Green Party candidate says system needs to be changed

As the Green Party’s presidential nominee, David Cobb knows he doesn’t have a chance of being elected under the current electoral system.

He’d like the system – from the way presidential debates are run to the way ballots are cast and counted – to change.

“The voting system is flawed,” Cobb said Monday in an interview with The Spokesman-Review. This country has “one of the most narrow ranges of political discourse.”

Cobb, a Texas attorney who received the Green Party’s nomination earlier this year, is pushing to get his name on as many states’ ballots as possible. He’s on in Washington and 28 other states so far; the party is still collecting the 10,000 signatures it needs in Idaho.

What Cobb and other Green Party members would like is an electoral system known as instant runoff voting. Under that process, a voter can rank the choices for candidates, first, second, third and so on.

Using this November as an example, a person could mark an IRV ballot in the presidential race first for Cobb, second for Ralph Nader and third for George W. Bush.

In the first round of ballot counting, Cobb would get that person’s vote. If one candidate gets a majority, the election is over and that candidate wins. But if no candidate gets a majority, the candidate with the least votes is eliminated and the ballots are counted again. If Cobb were eliminated, that person’s vote would go to Nader; if he were still in, Cobb would keep that vote. As each round of balloting continued, the number of names on the ballot would shrink until one of the remaining candidates had a majority of votes.

IRV is used in some European countries, Cobb said. Green Party members are pushing an initiative to get it on the ballot in Washington.

Secretary of State Sam Reed, who was in Spokane on Monday to pump up support for the current primary system, said IRV seems to work well in parliamentary elections in those countries. But he didn’t think IRV was practical for a year like 2004, when many federal, state and local races – some with as many as a dozen candidates – are on the ballot.

“It’s a somewhat complicated system to rank candidates,” Reed said. “In America, the person who gets the most votes wins.”

Cobb says his current run is about building a movement and a political party, not about capturing the White House. It’s a movement that stresses an end to the war in Iraq, dismantling the military industrial complex and creating government sponsored universal health care.

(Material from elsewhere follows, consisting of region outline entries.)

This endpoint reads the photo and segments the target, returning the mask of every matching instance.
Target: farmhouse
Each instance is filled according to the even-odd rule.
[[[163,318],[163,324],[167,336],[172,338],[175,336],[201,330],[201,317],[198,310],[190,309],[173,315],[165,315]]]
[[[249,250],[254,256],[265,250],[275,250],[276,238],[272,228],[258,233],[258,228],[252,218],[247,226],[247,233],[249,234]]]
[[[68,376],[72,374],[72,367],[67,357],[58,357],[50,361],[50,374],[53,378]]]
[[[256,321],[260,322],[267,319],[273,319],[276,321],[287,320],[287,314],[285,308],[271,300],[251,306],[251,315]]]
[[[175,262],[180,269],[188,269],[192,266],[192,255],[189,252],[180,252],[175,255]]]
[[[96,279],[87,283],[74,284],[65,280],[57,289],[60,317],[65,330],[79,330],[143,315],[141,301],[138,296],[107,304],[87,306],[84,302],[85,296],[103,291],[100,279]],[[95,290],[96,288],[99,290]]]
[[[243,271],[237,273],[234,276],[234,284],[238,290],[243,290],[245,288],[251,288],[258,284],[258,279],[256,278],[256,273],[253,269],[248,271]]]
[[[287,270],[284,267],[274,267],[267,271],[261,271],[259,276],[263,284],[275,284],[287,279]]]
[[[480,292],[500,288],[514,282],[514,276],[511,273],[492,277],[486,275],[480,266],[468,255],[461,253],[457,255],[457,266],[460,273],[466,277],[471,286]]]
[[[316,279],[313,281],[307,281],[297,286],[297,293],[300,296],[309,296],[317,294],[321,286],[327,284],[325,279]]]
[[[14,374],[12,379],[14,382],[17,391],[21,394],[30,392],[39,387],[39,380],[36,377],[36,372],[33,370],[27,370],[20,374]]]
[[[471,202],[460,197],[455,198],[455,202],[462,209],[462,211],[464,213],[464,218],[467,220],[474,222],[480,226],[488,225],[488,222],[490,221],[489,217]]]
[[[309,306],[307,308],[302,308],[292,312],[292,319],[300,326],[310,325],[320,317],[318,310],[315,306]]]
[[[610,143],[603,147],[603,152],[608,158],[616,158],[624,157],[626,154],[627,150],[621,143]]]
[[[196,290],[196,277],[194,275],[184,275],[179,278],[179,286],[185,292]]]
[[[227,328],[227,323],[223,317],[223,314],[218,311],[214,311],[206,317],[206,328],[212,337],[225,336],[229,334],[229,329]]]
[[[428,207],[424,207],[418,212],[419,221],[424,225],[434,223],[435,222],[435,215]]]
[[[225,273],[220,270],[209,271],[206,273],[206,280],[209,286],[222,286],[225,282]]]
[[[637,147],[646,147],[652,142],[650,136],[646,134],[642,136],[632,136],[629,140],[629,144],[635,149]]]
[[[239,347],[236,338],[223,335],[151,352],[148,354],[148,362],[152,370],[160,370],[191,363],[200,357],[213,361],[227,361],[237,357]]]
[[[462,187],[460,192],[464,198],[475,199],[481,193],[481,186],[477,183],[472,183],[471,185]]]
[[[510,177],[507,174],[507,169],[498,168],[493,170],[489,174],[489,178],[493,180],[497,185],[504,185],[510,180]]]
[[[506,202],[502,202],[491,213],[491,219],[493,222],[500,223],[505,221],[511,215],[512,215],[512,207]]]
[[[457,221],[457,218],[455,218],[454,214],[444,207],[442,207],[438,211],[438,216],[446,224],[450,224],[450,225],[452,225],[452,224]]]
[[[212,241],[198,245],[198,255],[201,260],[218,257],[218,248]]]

He thinks the American public is being cheated by keeping candidates from alternative parties – he doesn’t care for the term third party or minor party – out of the presidential debates. Any candidate who is on the ballot in enough states to theoretically capture an Electoral College majority should be allowed to participate.

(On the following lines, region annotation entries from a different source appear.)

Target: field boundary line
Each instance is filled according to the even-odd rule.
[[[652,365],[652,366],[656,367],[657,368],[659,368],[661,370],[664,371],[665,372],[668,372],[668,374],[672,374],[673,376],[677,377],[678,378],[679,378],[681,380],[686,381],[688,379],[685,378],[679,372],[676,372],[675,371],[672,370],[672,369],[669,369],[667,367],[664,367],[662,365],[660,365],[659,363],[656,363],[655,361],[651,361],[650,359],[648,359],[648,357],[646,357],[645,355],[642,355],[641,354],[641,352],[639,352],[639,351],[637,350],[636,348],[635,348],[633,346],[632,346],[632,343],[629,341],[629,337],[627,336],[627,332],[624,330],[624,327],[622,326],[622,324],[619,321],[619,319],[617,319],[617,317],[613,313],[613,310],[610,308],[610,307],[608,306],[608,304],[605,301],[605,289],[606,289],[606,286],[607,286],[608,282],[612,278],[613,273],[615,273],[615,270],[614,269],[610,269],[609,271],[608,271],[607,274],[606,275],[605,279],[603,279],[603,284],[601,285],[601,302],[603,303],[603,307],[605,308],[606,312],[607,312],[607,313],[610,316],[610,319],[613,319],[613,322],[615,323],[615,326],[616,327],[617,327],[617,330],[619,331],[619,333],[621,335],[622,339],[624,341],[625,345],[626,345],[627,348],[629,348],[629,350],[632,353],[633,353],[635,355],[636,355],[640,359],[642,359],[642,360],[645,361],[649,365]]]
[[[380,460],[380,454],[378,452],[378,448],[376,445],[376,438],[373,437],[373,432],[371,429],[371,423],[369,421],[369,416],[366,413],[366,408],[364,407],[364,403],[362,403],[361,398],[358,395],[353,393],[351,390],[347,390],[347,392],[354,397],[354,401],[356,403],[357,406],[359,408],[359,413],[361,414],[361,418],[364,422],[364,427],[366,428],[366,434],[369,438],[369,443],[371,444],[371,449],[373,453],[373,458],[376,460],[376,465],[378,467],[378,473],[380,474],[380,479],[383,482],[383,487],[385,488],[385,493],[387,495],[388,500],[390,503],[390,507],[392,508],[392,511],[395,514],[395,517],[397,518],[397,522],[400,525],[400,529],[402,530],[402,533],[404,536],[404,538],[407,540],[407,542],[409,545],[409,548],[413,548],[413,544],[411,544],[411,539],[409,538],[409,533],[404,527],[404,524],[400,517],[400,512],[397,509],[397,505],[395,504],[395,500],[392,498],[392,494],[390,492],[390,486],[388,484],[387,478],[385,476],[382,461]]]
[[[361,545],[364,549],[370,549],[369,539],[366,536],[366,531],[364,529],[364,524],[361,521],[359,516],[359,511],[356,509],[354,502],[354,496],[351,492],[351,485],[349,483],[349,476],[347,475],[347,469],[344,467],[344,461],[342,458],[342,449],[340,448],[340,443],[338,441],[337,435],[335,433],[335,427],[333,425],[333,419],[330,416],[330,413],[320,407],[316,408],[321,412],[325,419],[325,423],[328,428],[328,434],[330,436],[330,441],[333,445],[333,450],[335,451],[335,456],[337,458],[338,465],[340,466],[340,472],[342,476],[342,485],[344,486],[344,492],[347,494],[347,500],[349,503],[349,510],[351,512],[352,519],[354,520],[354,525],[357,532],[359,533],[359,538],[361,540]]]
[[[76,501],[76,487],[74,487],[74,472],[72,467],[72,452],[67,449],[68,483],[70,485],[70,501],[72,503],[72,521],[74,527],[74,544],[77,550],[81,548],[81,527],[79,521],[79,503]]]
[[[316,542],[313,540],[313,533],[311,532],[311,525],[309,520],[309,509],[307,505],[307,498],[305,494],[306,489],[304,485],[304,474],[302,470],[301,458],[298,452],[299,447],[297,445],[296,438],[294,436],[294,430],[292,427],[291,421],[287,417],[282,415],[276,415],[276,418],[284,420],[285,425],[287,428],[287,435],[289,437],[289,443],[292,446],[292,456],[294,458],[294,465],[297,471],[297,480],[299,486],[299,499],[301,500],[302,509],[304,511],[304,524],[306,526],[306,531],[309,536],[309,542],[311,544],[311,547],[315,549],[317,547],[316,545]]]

That could be five or six candidates, but the Democrats and Republicans manage debates with that many candidates before the New Hampshire primary, he noted.

Cobb rejects the suggestion that he and other electoral long shots are just taking votes from one of the two major party candidates, possibly influencing the outcome of a close election. Some critics say Ralph Nader tipped the 2000 presidential election for Bush by taking votes from Al Gore; others say Libertarian Jeff Jared tipped the U.S. Senate race that year in favor of Democrat Maria Cantwell by taking votes from incumbent Republican Slade Gorton.

“What others call spoiling, we call participating,” he said. “Ultimately, I can’t steal votes from anybody; I have to earn votes, just like John Kerry and George Bush.”